See two reports below, taken from the EPA website and the NBC news agency:
April 2015 Letter to Registrants Announcing New Process for Handling New Registrations of Neonicotinoids
As part of EPA’s ongoing effort to protect pollinators, the Agency has sent letters to registrants of neonicotinoid pesticides with outdoor uses informing them that EPA will likely not be in a position to approve most applications for new uses of these chemicals until new bee data have been submitted and pollinator risk assessments are complete.

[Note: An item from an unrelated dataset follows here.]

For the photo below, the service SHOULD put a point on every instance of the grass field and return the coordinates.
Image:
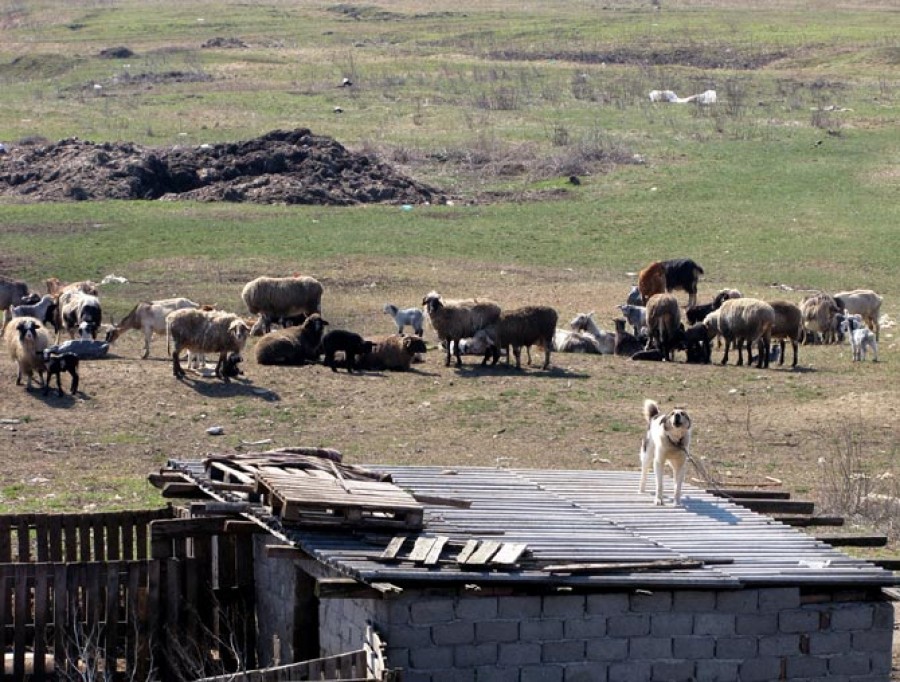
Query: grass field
(788, 184)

The letters reiterate that the EPA has required new bee safety studies for its ongoing registration review process for the neonicotinoid pesticides, and that the Agency must complete its new pollinator risk assessments, which are based, in part, on the new data, before it will likely be able to make regulatory decisions on imidacloprid, clothianidin, thiamethoxam, and dinotefuran that would expand the current uses of these pesticides.
Read the letter that was sent to individual registrants of neonicotinoid pesticides with outdoor uses:
April 2015 Letter to Registrants Announcing New Process for Handling New Registrations of Neonicotinoids (PDF)(3 pp, 523 K)
EPA Restricts Use of Pesticides Suspected of Killing Bees
Source: http://www.nbcnews.com/science/environment/epa-calls-halt-use-pesticides-suspected-killing-bees-n334936
The EPA has issued a moratorium on use of a type of pesticide theorized to be responsible for plummeting bee populations. Neonicotinoids are a class of common pesticides that recent research has pointed to as being harmful to birds, bees and other animals. The EPA previously approved their use, but outcry over the damage being done has caused the agency to reverse course while more studies are done. On Thursday, the EPA sent letters to people and companies that have applied for outdoor use of the pesticide, saying that new use permits won’t be issued.
New uses of neonicotinoids will no long be approved “until the data on pollinator health have been received and appropriate risk assessments completed,” the EPA letter reads. Existing permits to use them, however, will not be rescinded — something wildlife and environmental advocacy groups are unhappy with.
“If EPA is unable to assess the safety of new uses, the agency similarly is not able to assess the safety of the close to 100 outdoor uses already approved,” said the Center for Food Safety’s Peter Jenkins in a statement criticizing the EPA’s actions. Other organizations of beekeepers, environmentalists, and farmers echoed the sentiment.
Though it isn’t calling an end to all uses of neonicotinoids, the EPA says in its letter that it is taking the problem seriously: “EPA considers the completion of the new pollinator risk assessments for these chemicals to be an agency priority.”

Sorry, the comment form is closed at this time.